The opening paragraph puts the reader straight into the action, building tension and excitement despite the rural setting. An extended metaphor of war is used to describe the match. For example, ‘attacks’, ‘barrage’, ‘ammunition’ and ‘ricochet’ all fit into the semantic field of battle and therefore add drama and intensity to an otherwise simplistic game. Later, the writer continues to create a feeling of anticipation through single, isolated verbs: ‘Crouch. Uncoil. Slam’. This magnifies each movement, with the use of present tense adding to the immediacy of the situation, as if the reader is also there and experiencing the tension.
The notion of ‘strangeness’ is somewhat central to this passage, which focuses on the author’s inability to understand the local customs. While curiosity of ‘the Other’ is a typical feature of travel writing, arguably the repetition of ‘weird’ and ‘weirder’ creates an ‘us and them’ divide. Moreover, the writer also employs non-standard English to communicate this strangeness, such as ‘four seero’, making it clear that the people are different and have limited English. However, any suggestions of mockery here are undone by the fact that the article largely makes fun of the writer himself, as his ping-pong inadequacies in this context are revealed. There is also some admiration evident in the description of the paddle as a ‘wooden sculpture’, implying a respect for beauty and crafting despite struggling with functionality.

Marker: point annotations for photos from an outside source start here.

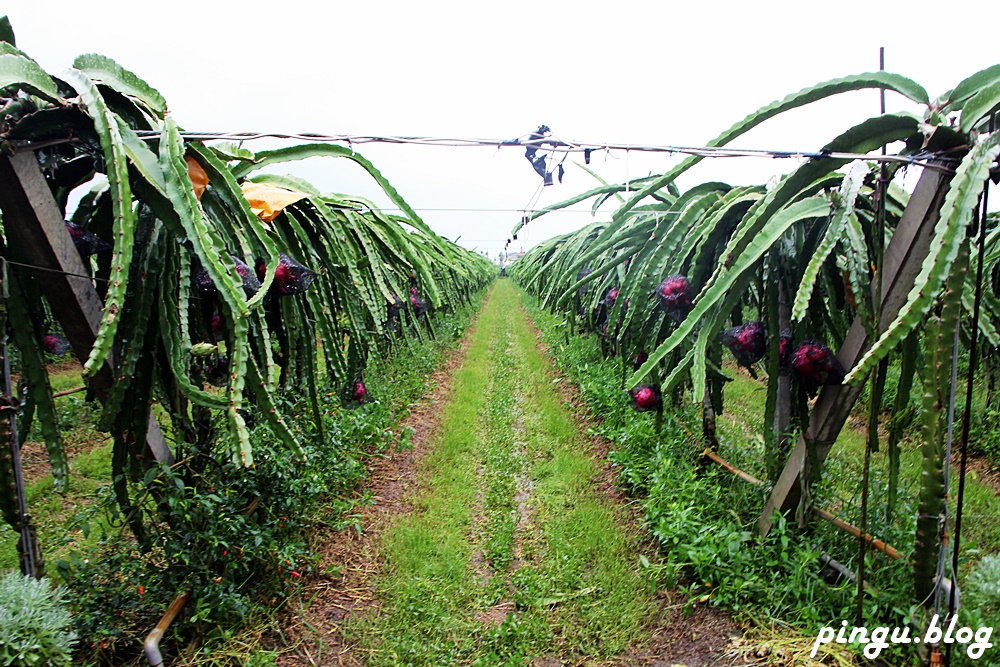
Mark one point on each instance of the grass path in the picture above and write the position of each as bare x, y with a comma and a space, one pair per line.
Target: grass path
511, 556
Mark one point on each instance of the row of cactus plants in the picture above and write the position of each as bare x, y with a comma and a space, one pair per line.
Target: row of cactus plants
212, 269
671, 279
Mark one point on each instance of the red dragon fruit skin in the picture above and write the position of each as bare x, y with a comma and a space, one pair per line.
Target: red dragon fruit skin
747, 342
646, 397
815, 364
54, 344
290, 276
360, 391
674, 295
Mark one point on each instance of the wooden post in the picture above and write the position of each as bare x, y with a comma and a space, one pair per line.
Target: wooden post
36, 232
903, 257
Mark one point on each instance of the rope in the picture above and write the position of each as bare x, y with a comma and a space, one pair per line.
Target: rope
549, 143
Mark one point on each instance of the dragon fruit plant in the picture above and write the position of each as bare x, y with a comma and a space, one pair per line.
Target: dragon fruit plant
646, 398
674, 296
290, 276
814, 364
747, 342
87, 243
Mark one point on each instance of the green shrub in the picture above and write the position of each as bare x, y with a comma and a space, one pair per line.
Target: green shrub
34, 626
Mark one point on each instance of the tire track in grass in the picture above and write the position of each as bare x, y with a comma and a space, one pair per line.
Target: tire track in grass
510, 478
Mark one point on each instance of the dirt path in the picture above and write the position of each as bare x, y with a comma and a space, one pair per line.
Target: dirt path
500, 539
349, 560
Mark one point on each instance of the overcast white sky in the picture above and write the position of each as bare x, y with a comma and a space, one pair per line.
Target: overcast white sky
622, 72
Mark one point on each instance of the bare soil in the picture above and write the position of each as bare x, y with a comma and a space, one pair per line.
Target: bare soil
695, 637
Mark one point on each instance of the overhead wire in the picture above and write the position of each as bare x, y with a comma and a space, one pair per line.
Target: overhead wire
557, 145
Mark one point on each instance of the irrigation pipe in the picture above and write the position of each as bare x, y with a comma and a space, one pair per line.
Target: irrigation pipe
745, 476
856, 532
152, 643
69, 391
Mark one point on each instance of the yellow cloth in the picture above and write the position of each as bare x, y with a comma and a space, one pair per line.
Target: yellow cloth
267, 201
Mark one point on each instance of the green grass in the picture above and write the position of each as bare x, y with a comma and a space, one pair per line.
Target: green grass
53, 514
511, 553
740, 427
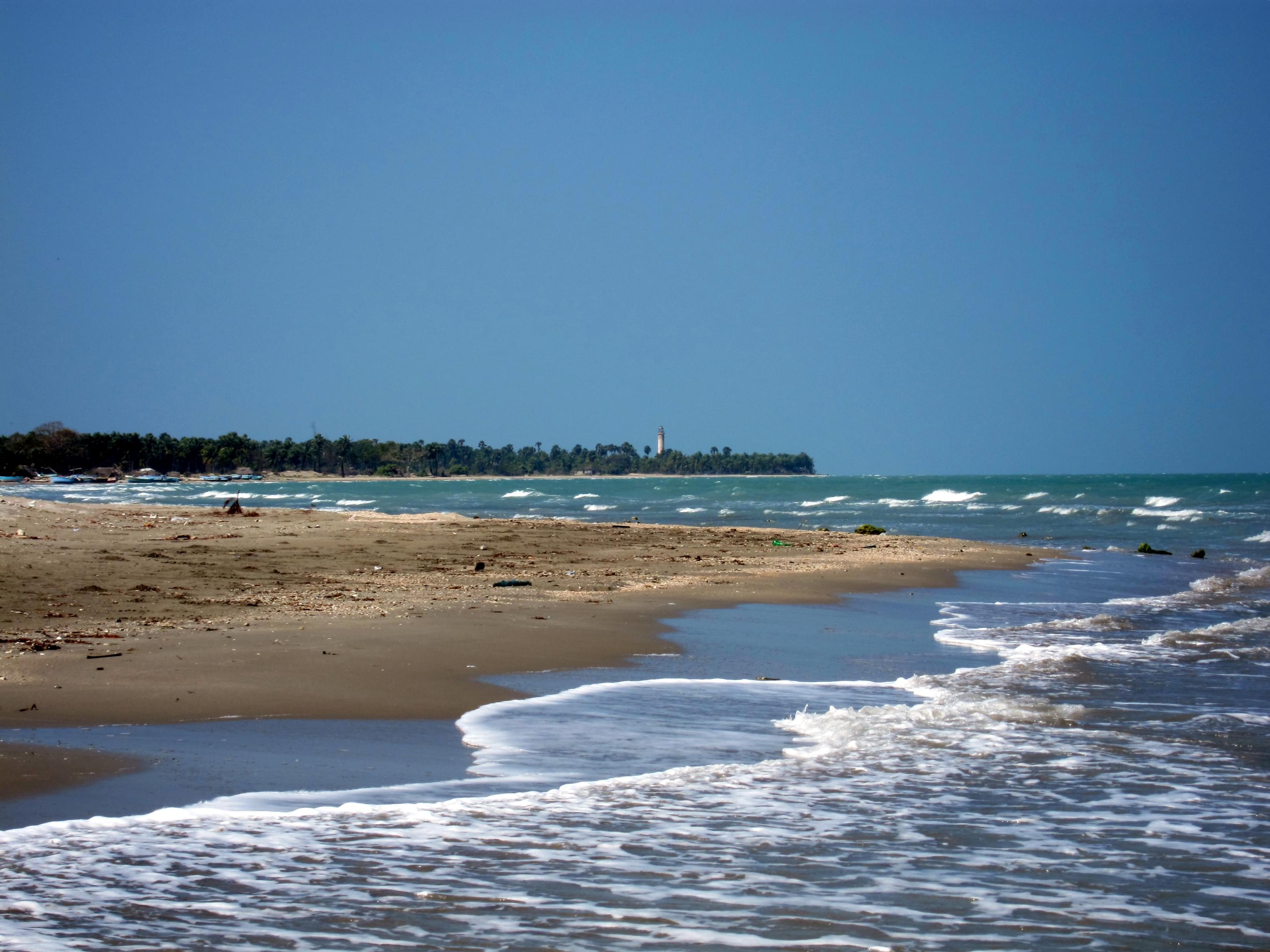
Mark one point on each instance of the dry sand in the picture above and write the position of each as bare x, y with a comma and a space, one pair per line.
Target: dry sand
149, 615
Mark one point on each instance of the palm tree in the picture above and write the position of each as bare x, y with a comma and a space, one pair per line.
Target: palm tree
319, 443
342, 447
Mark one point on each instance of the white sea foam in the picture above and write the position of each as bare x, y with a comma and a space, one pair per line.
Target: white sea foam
1170, 514
950, 495
1060, 509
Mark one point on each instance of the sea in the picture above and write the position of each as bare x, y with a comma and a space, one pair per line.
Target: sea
1068, 757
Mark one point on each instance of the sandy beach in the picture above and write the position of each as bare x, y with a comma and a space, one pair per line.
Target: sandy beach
148, 615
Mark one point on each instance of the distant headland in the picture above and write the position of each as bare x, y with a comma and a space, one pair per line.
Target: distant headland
55, 447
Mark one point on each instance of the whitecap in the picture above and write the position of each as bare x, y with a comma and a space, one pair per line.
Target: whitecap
949, 495
1170, 514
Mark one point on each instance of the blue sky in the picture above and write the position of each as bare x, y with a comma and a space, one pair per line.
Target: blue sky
905, 238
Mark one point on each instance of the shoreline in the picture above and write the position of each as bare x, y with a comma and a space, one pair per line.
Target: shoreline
377, 617
313, 476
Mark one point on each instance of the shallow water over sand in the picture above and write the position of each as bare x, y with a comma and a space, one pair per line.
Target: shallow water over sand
1068, 757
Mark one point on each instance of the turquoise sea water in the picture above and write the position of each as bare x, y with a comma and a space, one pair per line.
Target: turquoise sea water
1071, 757
1183, 512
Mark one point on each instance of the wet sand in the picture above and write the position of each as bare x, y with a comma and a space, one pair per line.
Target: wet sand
131, 615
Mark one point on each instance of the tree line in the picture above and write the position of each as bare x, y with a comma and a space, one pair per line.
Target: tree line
54, 446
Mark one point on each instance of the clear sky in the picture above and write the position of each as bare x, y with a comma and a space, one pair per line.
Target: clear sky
905, 238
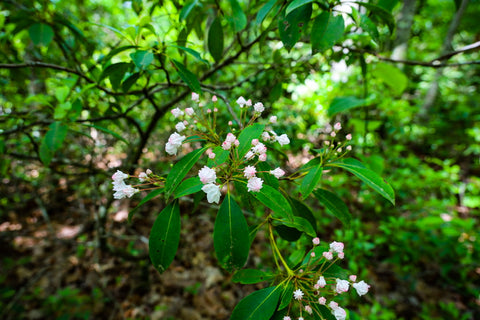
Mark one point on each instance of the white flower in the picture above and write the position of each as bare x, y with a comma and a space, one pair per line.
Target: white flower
283, 139
177, 112
180, 126
258, 107
254, 184
339, 313
321, 282
249, 155
213, 192
119, 176
336, 246
195, 97
207, 175
298, 294
241, 102
342, 286
249, 172
278, 173
361, 287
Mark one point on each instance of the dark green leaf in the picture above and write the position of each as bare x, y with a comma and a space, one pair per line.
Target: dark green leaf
187, 76
334, 204
368, 176
263, 12
274, 200
142, 58
344, 103
41, 34
245, 138
259, 305
188, 186
215, 39
326, 31
230, 235
296, 4
310, 181
187, 8
250, 276
148, 197
291, 26
238, 16
164, 237
180, 170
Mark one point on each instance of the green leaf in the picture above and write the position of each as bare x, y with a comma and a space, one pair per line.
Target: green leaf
108, 131
344, 103
395, 79
246, 136
326, 31
215, 39
368, 176
180, 170
187, 9
263, 12
191, 52
55, 135
187, 76
259, 305
230, 235
115, 72
310, 181
142, 58
164, 237
238, 16
291, 26
250, 276
274, 200
148, 197
41, 34
296, 4
334, 204
188, 186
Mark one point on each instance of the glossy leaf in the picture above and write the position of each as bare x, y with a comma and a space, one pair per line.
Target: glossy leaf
187, 76
292, 25
263, 12
274, 200
215, 39
341, 104
334, 204
296, 4
187, 8
245, 138
310, 181
188, 186
259, 305
164, 237
250, 276
238, 16
368, 176
326, 31
151, 195
142, 58
230, 235
180, 170
41, 34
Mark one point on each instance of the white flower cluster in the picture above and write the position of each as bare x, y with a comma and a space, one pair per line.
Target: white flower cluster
338, 286
122, 189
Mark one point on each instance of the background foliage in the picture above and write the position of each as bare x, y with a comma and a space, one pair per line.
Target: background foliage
86, 87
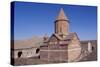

The writer’s portrayal of his general incompetence in the situation and his inability to comprehend the preference for a ‘dented’ ball are entertaining aspects of this piece. He uses questioning throughout to convey his utter bemusement and heighten the comedy for the reader. However, interspersed throughout the text are references to the terrible natural events that shape the lives of the local people. The decision to refer to the ‘devastating’ and ‘ever-present’ earthquakes subtly, disguised in the more obvious focus on the game of ping-pong, is effective for two reasons. Firstly, the use of humour makes the reference to such natural disasters more unexpected and therefore jarring. The text is thus not solely intended for entertainment purposes, but rather uses entertainment to depict a more serious reality. Secondly, the structure of the text reflects the local elder’s statement that ‘Earthquakes are a part of life’. It is fitting that life goes on around these catastrophes, with the sport providing the teens with much needed relief and enjoyment. The simile ‘even my attacker… looks like a baby on his back’ conjures an image of innocence and happiness, appealing to the reader’s empathy. Furthermore, by the end of the article, the barrier of ‘strangeness’ has arguably been broken down by the emotional connection made through the game. This is seen in the final line ‘to the teens, to me, nothing at this moment could be better than an unexpected bounce that brings joy’, demonstrating a shared elation in the comedic value of the moment which overrides cultural differences.
In conclusion, through its stylistic choices, this text does entertain its intended reader, with the strangeness of the experience intertwined with this purpose. However, in the end, strangeness succumbs to basic human connection over spectacular failure, forging a link between the intended outside audience and the people of Indonesia.